Mas outras questões também importantes
surgiram desta vez. A primeira, foi a das pinturas corporais e dos
motivos escolhidos para elas. Após longo debate, os Paumari decidiram
que deixariam de usar os motivos gráficos usados para o ritual de
puberdade feminino (amamajo) em eventos públicos e políticos.
Decidiram privilegiar outros motivos gráficos próprios, como os desenhos
usados na cestaria, para enfeitar os corpos em manifestações públicas.
A segunda questão debatida foi a da
possibilidade de se reservar um espaço maior para o forró e o brega ao
longo do campeonato.
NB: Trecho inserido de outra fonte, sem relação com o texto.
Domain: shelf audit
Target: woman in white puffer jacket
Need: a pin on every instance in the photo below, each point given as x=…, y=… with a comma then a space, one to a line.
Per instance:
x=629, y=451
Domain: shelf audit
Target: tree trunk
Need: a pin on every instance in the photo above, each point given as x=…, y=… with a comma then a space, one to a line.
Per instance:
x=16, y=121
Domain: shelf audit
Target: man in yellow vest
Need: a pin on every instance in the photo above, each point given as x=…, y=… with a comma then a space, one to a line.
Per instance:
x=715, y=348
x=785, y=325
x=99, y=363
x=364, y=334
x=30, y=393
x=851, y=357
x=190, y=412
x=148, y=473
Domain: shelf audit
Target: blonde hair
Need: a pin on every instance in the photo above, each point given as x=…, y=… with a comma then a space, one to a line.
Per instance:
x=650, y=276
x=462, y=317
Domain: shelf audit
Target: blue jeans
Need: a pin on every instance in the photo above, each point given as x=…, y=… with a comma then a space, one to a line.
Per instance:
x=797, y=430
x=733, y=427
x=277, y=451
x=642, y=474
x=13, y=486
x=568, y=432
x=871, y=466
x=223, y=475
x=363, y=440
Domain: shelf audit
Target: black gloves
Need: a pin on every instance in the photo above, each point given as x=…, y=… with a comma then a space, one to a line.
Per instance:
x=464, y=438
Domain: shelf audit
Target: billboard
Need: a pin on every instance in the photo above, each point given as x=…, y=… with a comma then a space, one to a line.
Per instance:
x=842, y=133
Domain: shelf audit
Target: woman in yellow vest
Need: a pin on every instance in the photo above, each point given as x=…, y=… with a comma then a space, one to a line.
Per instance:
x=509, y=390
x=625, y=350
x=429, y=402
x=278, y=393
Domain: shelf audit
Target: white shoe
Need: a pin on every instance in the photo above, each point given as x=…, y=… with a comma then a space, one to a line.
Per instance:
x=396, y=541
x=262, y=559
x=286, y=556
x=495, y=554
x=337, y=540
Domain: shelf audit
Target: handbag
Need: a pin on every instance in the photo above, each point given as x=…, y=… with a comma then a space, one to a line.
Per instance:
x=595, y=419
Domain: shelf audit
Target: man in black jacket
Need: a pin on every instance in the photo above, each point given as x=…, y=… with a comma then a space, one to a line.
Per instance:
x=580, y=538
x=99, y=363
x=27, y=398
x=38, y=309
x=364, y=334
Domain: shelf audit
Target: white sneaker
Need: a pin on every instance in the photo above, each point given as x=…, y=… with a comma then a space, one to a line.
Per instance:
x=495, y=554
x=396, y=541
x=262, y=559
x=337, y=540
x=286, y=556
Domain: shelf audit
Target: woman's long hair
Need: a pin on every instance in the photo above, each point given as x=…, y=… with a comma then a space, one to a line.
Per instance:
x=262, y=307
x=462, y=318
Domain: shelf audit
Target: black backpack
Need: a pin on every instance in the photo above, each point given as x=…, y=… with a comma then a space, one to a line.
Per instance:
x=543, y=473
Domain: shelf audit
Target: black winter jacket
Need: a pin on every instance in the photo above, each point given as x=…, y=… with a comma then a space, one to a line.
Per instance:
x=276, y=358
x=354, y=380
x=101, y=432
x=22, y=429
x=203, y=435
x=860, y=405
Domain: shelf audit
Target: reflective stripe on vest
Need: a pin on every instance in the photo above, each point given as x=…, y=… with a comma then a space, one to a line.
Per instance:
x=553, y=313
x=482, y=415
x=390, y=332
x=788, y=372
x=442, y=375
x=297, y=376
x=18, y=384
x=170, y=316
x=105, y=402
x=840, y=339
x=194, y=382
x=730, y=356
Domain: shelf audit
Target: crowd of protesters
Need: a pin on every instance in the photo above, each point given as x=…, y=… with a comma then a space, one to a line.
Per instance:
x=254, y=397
Enquanto os mais jovens pediam mais espaço para
dançar forró, alguns mais velhos, assim como os evangélicos, se
manifestavam contra isso. Isso gerou um debate acirrado sobre o que deve
ou não ser considerado como parte da “cultura paumari”, mas não se
chegou a nenhuma decisão coletiva. Uma coisa é certa, a segunda edição
do campeonato mostrou que a língua e a cultura paumari estão vivas,
assim como estão vivos todos os povos do Médio Purus, cada vez mais
visíveis e atuantes no cenário político regional e nacional.
*Oiara Bonilla é
antropóloga, professora da Universidade Federal Fluminense. Trabalha com
os Paumari desde maio de 2000 onde desenvolve pesquisa etnográfica
sobre sua cosmologia, política, língua e ritual. Ela acompanha o projeto
do Campeonato na Língua desde sua primeira formulação em 2010.
Atualmente, pesquisa sobre os cantos rituais e o papel das mulheres.